While those approaches prevailed world history as such remained largely the province of thinkers and writers principally interested in constructing theoretical or metaphysical systems. Only towards the end of the twentieth century did the community of academic historians begin to recognize it as a proper and even urgent field for the application of their particular knowledge and skills. The inadequacy of the traditional parameters of the discipline is now widely acknowledged, and the sense is growing that a world facing a common future of headlong and potentially catastrophic transformation needs its common history. The realization of such a history has been delayed, however, by simple ignorance on the one hand for the history of enormous stretches of space and time has until very recently been known not at all, or so patchily and superficially as not to be worth revisiting and on the other by the lack of a widely acceptable basis upon which to organize and discuss what is nevertheless the enormous and enormously diverse knowledge that we have.
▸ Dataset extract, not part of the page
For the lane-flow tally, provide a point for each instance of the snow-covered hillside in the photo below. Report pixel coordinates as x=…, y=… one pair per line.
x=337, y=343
The first of those obstacles is now being rapidly overcome. There is almost no part of the world or period of its history that is not the object of energetic and sophisticated investigation by archaeologists and historians. The expansion of the horizons of academic history since the 1980s has been dramatic. The quality and quantity of historical research and writing have risen exponentially in each decade, and the advances have been most spectacular in some of the areas previously most neglected. The academics have not failed to share the results of their labors. Reliable and accessible, often brilliant, accounts are now readily available of regions, periods, and topics that even 20 years ago were obscure to everyone but a handful of specialists. In particular, collaborative publication, in the form of volumes or sets of volumes in which teams of authors set forth, in more or less detail, their expert and up-to-date conclusions in the field of their research, has been a natural and necessary response to the growth of knowledge. Only in that way can non-specialists, at any level, be kept even approximately in touch with the constantly accelerating accumulation of information about the past.